In a moment the voice came back on the line.

"She's not here right now. She'll be back in a half hour or so, I believe. Would you like to leave word?"

"I'll call her back. Thanks."

"Could I say who's calling?"

"Thanks. I'll call back." Trask hung up abruptly before the cop could pressure him to leave his name. The last thing he wanted was Julie Hilliard to call up KCM and ask for him. He could see the pink message form on the spike: Mr. Trask, it would say, call Hilliard at Police HQ. No. He didn't think so. Trask walked to the parking lot, got his car, and headed home.

He pictured how the conversation would go, tried to imagine what he'd say to her. Would she snarl "Hilliard, Homicide" into the line like the other dicks? Probably. The woman had a way of wearing her cop identity as if it were a shield, which, in a way, he supposed it was.

Trask knew some of the guys at KCPD fairly well, others just as familiar faces. He wasn't sure why he hit on Julie, except that they shared some history between them—not good history—but at least something. She didn't care for Trask at all, and she'd not been one of his favorite people either, but this was business. Hers, presumably, as well as his.

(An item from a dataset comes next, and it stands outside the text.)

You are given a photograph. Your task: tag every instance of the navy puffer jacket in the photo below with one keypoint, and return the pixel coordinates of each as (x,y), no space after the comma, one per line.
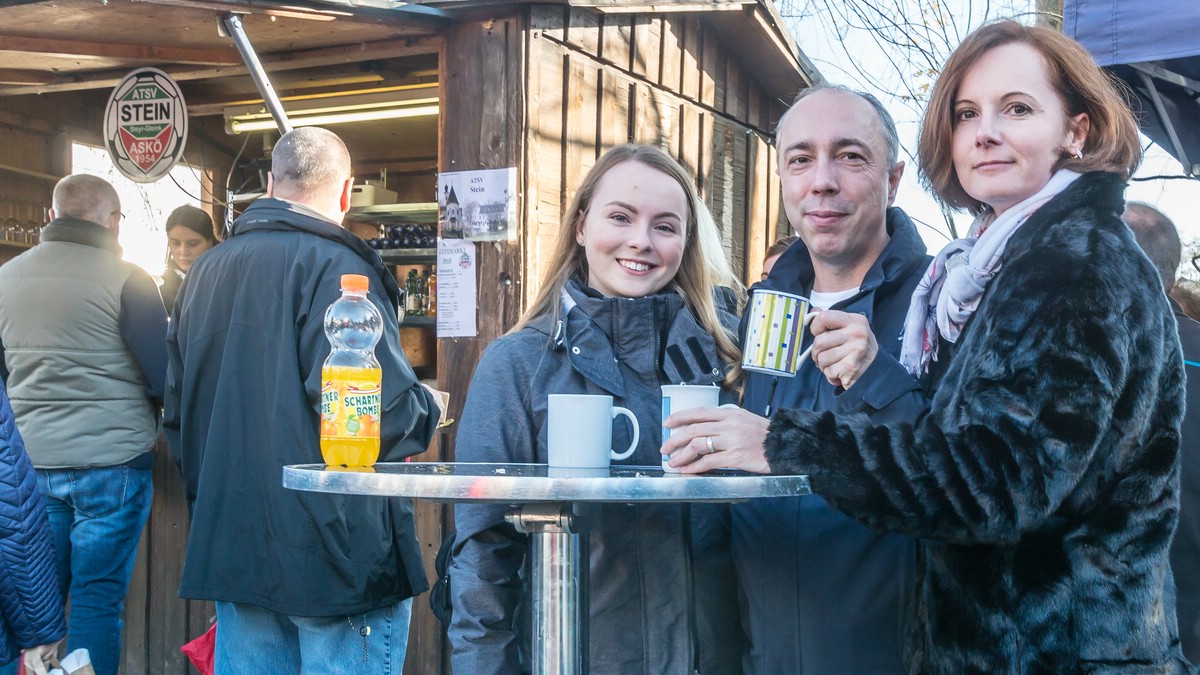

There was some heavy baggage between them. Vic's ex-wife and Julie Hilliard had been close buddies years ago, and she and Vic had not been at all close under the best of circumstances.

Once, when his ex had become fed up with him for the umpteenth time, it was to Julie's apartment she'd gone. There'd been the usual angry words. Many a tear had fallen. He barely remembered the incident, but felt sure Julie would.

His ex was now living in Aurora, Colorado, married to a rich podiatrist, and was the mother of three "used kids," as someone had put it. Their beautiful daughter, Kit—short for Kitty—had detested "the, proctologist," as she insisted on calling her new stepfather, and all siblings attached thereto. She blamed Victor, her dad, for every second she'd had to spend under the man's roof.

Kit, who was cursed in that every day she looked more and more like a beautiful and worldly woman, had become wilder and tougher to control. Now, at fifteen, she was living with her second live-in lover and was a year out of the nest. Gorgeous, smart, she was a champion skier, and barely spoke to either parent, but seemed to have the greatest animosity for Vic. He had written his family off, he realized. It killed him that he no longer even thought about his daughter, and he knew this made him an asshole, but he was what he was. If you wrote him off, he wrote you off. He was sure Julie Hilliard would know all this.

After a half hour had gone by he called and got her on the phone. She was coolly professional and agreed to meet him, but couldn't get away for a couple of hours. He told her no problem and they decided on a downtown restaurant. He was evasive when she tried to ask what it was about, and she didn't press the matter.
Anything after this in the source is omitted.